Textbook of human physiology ...
Title | Textbook of human physiology ... PDF eBook |
Author | Leonard Landois |
Publisher | |
Pages | 1020 |
Release | 1889 |
Genre | |
ISBN |
The Presidential Image
Title | The Presidential Image PDF eBook |
Author | Iwan Morgan |
Publisher | Bloomsbury Publishing |
Pages | 281 |
Release | 2020-04-02 |
Genre | Political Science |
ISBN | 0755602072 |
Presidential Image has become an integral part of the campaign, presidency and legacy of Modern American presidents.

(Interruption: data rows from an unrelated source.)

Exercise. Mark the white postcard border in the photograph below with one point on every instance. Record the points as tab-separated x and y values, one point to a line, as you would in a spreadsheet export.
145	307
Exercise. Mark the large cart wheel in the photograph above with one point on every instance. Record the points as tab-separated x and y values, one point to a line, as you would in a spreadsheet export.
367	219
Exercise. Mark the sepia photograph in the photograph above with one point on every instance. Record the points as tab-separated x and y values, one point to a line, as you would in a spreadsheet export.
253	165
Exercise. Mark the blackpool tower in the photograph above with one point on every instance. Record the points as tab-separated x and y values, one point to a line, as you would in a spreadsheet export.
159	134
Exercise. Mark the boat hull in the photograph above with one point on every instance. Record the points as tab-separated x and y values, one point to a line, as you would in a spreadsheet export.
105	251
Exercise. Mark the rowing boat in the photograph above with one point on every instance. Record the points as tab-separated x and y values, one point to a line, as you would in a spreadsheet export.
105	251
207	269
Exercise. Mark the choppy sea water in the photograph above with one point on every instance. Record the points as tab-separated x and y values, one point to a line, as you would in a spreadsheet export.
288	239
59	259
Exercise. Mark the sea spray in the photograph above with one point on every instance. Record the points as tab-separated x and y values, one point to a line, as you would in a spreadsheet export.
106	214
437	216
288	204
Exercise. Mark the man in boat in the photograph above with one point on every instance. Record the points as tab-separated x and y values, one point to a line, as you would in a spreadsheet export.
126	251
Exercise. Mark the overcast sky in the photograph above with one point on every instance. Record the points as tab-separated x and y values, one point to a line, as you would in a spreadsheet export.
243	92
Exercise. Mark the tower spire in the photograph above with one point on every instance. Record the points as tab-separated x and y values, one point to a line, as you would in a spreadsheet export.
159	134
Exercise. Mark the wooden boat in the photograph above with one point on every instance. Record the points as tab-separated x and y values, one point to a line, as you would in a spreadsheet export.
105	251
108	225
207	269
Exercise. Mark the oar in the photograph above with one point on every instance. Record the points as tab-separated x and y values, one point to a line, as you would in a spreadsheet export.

Across the 20th century to the age of Trump, presidential image has dominated media coverage and public consciousness, winning elections, gaining support for their leadership in office and shaping their reputation in history. Is the creation of the presidential image part of a carefully conceived public relations strategy or result of the president's critics and opponents? Can the way the media interpret a presidents' actions and words alter their image? And how much influence do cultural outputs contribute to the construction of a presidential image? Using ten presidential case studies. this edited collection features contributions from scholars and political journalists from the UK and America, to analyse aspects of Presidential Image that shaped their perceived effectiveness as America's leader, and to explore this complex, controversial, and continuous element of modern presidential politics.